Git - Moving Pushed Commits to a Different Branch

Anthony Compton picture Anthony Compton · Jan 31, 2012 · Viewed 21.5k times · Source

My boss decided recently to try out an outsourcing group "for increased capacity" as we modify an existing application to add new features. Despite my concern that the group he chose didn't seem to communicate well and wasn't asking enough questions to truly understand and be effective, we went with them anyway.

We set them up to collaborate on our Git repository (hosted on GitHub). We created a branch just for them (TheOutsourcedBranch, we'll call it) and requested that they to do all of their work within this branch.

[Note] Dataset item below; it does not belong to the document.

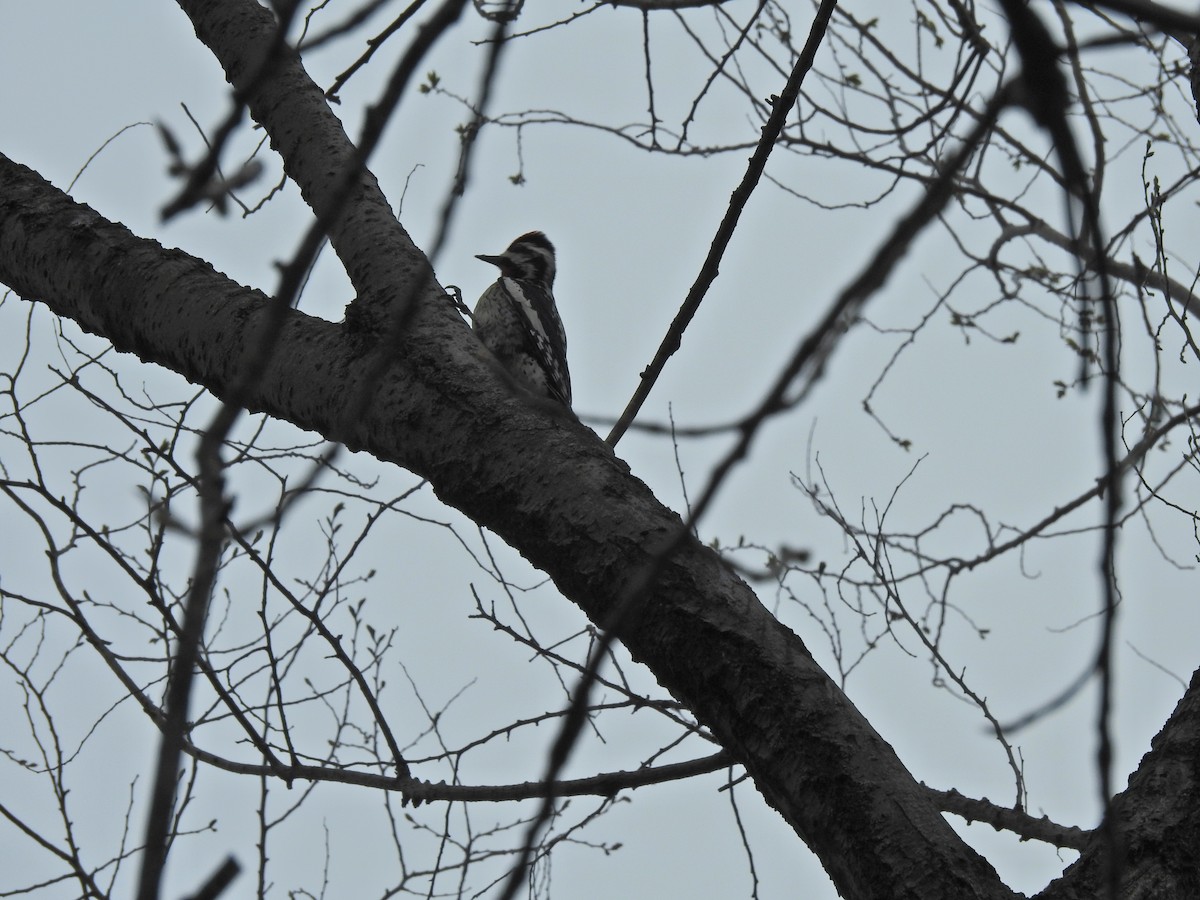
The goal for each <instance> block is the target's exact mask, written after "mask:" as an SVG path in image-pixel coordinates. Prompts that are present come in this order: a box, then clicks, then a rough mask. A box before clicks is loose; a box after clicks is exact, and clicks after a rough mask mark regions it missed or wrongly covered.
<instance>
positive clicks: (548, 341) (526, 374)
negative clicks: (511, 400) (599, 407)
mask: <svg viewBox="0 0 1200 900" xmlns="http://www.w3.org/2000/svg"><path fill="white" fill-rule="evenodd" d="M476 259H482V260H484V262H485V263H491V264H492V265H494V266H497V268H498V269H499V270H500V277H499V278H498V280H497V281H496V283H494V284H492V286H491V287H490V288H488V289H487V290H485V292H484V295H482V296H480V298H479V302H478V304H475V312H474V313H473V316H472V320H473V323H474V329H475V334H476V335H478V336H479V340H480V342H482V344H484V346H485V347H486V348H487V349H488V350H491V352H492V355H493V356H496V359H497V360H498V361H499V362H500V365H502V366H503V367H504V370H505V371H506V372H508V373H509V374H510V376H512V378H514V379H515V380H516V382H517V383H518V384H520V385H521V386H522V388H526V389H527V390H529V391H532V392H533V394H535V395H538V396H541V397H550V398H551V400H556V401H558V402H559V403H562V404H563V406H565V407H568V408H570V406H571V376H570V373H569V372H568V368H566V332H565V331H564V330H563V322H562V319H559V318H558V308H557V307H556V306H554V294H553V287H554V245H552V244H551V242H550V241H548V240H547V239H546V235H545V234H542V233H541V232H529V233H528V234H522V235H521V236H520V238H517V239H516V240H515V241H512V244H510V245H509V248H508V250H505V251H504V252H503V253H500V254H499V256H494V257H493V256H486V254H480V256H478V257H476Z"/></svg>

Additionally, we asked that they push their commits at the end of each day so that we can get a decent idea of how fast they work and (more importantly) how good their code is.

Today they pushed for the first time. Five commits, all of them in master. I'm trying to figure out how to move their commits from master into TheOutsourcedBranch, without losing the work they've done (although from the looks of it, we're going to have to throw it away anyway).

Visual Reference -- Orange dots are their commits, gray are mine.

Orange dots are their commits, gray dots are mine.

I know there are a zillion questions about rebasing (and that might be what I need to do here) but I'm having a hard time figuring out which of them apply to my specific case. And in case it matters, the outsourcing group and myself are the only people that are really using the repo right now.

Thanks in advance!


Edit: I may have found what I'm looking for: Move the most recent commit(s) to a new branch with Git

I'd like to check my understanding, though. Locally, I create a branch off of master (TheOutsourcedBranch), which would contain everything A-H. Then I reset master back to C. Master would now contain A-C.

Assuming that is correct, that would be fine for me (locally). But then what do I need to do to "force" the remote repository (GitHub) to accept my local view of how things played out and discard its version of the history?

Once this has played out I think I can re-work this question to make it more generic/informative and cut out some fluff--otherwise it's probably a good candidate for deletion, I would guess.

Answer

Daniel Pittman picture Daniel Pittman · Jan 31, 2012

Getting the branch is easy:

git branch their-branch master
git reset --hard master $SHA1_OF_C
git push --force $SHARED_REPO_REMOTE

This will rewrite history; it creates a new branch that is equivalent to the current master branch named their-branch, then resets your local master to point to a random SHA1 (...or branch, or tag, or whatever), and finally forcibly updates the remote repository branch to match your local branch.

That delivers exactly the situation you want.

Caveats: this will rewrite history, and can screw up anyone who has built off the old master. Watch out for merge problems following.

No rebasing desired or required.

(As an aside, I suggest you either give them a staging repository, or get them to use git send-email, or use GitHub pull requests, or otherwise prevent them pushing to master until they get it right. Which, based on your summary, might be some time away.)